North Korea also reiterated its commitment to last month's nuclear deal. The two Koreas "agreed to make joint efforts for a smooth implementation" of the nuclear agreement, according to the statement.

The South's chief negotiator, Unification Minister Lee Jae-joung, said he set the date for the economic meeting in the hope that "everything will go smoothly," apparently referring to the nuclear pact.

After returning to Seoul, Lee told reporters that the North requested 400,000 tons of rice aid, which would be discussed during economic talks scheduled just after an April 14 deadline for the North to shut down its sole operating nuclear reactor.

He said North Korea also asked for 300,000 tons of fertilizer that would be addressed at talks between the two countries' Red Cross societies scheduled days before the April deadline.

The meeting in Pyongyang between the two Koreas was the first such Cabinet-level dialogue in seven months, fostered by the North's agreement last month with the U.S. and four other countries to take initial steps toward abandoning its nuclear weapons program.

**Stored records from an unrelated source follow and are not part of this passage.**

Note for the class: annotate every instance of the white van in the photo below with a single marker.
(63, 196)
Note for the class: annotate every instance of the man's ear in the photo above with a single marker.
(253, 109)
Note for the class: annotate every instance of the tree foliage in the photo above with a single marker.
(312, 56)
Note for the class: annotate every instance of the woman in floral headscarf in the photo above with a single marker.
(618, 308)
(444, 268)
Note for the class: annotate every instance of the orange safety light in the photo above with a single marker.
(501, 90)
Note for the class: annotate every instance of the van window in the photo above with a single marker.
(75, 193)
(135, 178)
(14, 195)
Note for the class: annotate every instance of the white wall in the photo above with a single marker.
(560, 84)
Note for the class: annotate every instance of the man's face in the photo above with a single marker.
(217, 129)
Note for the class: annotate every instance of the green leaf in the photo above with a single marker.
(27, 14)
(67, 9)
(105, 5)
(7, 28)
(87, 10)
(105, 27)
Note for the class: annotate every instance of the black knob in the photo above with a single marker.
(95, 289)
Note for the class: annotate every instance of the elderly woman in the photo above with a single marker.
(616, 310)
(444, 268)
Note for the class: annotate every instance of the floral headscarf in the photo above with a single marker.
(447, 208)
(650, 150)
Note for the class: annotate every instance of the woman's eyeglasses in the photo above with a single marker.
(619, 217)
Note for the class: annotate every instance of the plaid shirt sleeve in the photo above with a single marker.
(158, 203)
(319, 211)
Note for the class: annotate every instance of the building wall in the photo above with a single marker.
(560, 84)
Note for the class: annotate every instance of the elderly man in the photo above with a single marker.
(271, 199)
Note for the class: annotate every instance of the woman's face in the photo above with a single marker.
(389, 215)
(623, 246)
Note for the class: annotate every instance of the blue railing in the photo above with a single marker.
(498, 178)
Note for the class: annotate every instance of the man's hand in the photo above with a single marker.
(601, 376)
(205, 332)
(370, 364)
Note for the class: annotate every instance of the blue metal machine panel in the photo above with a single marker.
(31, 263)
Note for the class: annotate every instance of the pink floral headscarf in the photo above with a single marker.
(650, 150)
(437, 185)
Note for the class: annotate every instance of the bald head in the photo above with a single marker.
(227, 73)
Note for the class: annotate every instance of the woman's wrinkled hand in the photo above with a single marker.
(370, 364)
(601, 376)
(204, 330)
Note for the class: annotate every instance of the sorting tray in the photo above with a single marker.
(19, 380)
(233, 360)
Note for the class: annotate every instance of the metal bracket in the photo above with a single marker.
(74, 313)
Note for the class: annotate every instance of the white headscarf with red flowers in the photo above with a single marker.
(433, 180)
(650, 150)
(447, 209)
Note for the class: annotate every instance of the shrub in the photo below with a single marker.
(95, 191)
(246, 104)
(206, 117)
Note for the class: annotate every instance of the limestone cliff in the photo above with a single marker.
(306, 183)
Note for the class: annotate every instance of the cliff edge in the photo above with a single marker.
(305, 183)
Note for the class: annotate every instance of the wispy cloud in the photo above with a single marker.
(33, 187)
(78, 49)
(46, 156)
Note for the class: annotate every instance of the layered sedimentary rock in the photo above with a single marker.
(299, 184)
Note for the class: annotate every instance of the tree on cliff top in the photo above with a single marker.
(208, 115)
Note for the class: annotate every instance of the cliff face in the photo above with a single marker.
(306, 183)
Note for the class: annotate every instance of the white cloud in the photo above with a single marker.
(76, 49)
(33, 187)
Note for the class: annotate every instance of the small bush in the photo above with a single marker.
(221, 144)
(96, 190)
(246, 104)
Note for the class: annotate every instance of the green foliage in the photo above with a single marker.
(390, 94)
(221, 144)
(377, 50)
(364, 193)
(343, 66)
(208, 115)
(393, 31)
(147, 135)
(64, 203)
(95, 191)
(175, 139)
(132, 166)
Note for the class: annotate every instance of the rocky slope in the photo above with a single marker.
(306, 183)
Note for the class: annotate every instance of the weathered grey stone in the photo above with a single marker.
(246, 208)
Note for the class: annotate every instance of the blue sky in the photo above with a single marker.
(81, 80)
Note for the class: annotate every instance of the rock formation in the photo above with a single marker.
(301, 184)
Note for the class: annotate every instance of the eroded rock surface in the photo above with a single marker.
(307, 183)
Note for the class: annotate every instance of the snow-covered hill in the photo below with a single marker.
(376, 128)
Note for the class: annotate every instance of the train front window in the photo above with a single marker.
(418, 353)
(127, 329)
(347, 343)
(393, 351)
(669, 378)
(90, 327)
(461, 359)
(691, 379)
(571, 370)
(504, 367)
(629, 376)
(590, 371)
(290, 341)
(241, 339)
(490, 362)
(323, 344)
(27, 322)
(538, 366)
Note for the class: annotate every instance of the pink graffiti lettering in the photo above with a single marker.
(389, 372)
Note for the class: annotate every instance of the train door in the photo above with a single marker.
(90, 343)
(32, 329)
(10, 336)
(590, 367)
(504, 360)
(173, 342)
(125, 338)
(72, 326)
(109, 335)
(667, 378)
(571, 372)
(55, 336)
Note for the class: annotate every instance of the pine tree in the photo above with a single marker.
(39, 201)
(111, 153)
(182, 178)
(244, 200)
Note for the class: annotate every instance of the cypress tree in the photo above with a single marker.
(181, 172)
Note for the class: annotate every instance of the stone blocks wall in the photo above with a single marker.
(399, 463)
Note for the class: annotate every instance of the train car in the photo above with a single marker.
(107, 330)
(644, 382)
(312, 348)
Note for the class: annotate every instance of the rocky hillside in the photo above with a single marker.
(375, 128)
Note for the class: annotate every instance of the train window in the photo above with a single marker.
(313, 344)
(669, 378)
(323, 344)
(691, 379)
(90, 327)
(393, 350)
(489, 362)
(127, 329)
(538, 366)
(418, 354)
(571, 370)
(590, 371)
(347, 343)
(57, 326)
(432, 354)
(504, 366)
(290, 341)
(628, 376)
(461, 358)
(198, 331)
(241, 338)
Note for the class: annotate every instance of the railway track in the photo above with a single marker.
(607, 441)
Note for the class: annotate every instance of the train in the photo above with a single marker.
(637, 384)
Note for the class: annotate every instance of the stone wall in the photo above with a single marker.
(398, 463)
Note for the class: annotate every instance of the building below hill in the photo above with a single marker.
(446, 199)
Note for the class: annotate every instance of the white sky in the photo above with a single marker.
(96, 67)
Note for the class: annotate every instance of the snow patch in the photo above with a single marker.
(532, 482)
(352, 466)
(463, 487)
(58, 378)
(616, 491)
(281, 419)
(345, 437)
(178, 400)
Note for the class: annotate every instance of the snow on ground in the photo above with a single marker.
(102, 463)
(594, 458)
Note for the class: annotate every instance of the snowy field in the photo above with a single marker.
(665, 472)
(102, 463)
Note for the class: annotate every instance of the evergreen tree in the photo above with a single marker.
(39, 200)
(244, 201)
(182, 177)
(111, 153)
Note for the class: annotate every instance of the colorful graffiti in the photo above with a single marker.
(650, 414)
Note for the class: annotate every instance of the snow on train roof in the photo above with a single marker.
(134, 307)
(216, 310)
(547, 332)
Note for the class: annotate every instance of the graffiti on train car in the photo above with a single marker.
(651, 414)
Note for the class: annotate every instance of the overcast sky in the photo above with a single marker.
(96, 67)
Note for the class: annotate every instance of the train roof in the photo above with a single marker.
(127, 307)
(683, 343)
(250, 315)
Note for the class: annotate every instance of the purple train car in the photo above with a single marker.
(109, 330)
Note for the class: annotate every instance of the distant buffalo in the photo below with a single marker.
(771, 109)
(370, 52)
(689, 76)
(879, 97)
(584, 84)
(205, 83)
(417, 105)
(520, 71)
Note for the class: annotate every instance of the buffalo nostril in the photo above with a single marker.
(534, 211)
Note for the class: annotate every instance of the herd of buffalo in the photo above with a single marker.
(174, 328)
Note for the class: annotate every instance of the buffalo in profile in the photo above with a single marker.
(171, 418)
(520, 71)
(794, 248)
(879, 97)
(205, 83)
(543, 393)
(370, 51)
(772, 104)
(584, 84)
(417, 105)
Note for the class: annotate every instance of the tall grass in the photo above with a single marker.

South Korea has been one of the North's main aid sources since the two nations held their first and only summit in 2000, and this week's meetings were the 20th Cabinet-level talks since then.

But South Korea halted rice and fertilizer shipments to the North after it test-fired a barrage of missiles last July, and relations worsened following North Korea's Oct. 9 underground nuclear test.

The provocations were the most serious challenge yet to South Korea's "sunshine" policy of engagement with its longtime foe, which has been criticized by conservatives for helping prop up the North's totalitarian regime without requiring reforms or disarmament.

On Friday, the two Koreas also agreed to conduct a long-delayed test run of trains on rebuilt tracks through their heavily armed border in the first half of the year. A planned test last year was called off by the North, whose military had said appropriate security arrangements had not been made.

As expected, the North and South also agreed Friday to resume reunions of families divided by the border, with meetings via a video link set for this month and face-to-face encounters in May. The North put the reunions on hold last year after the South suspended aid.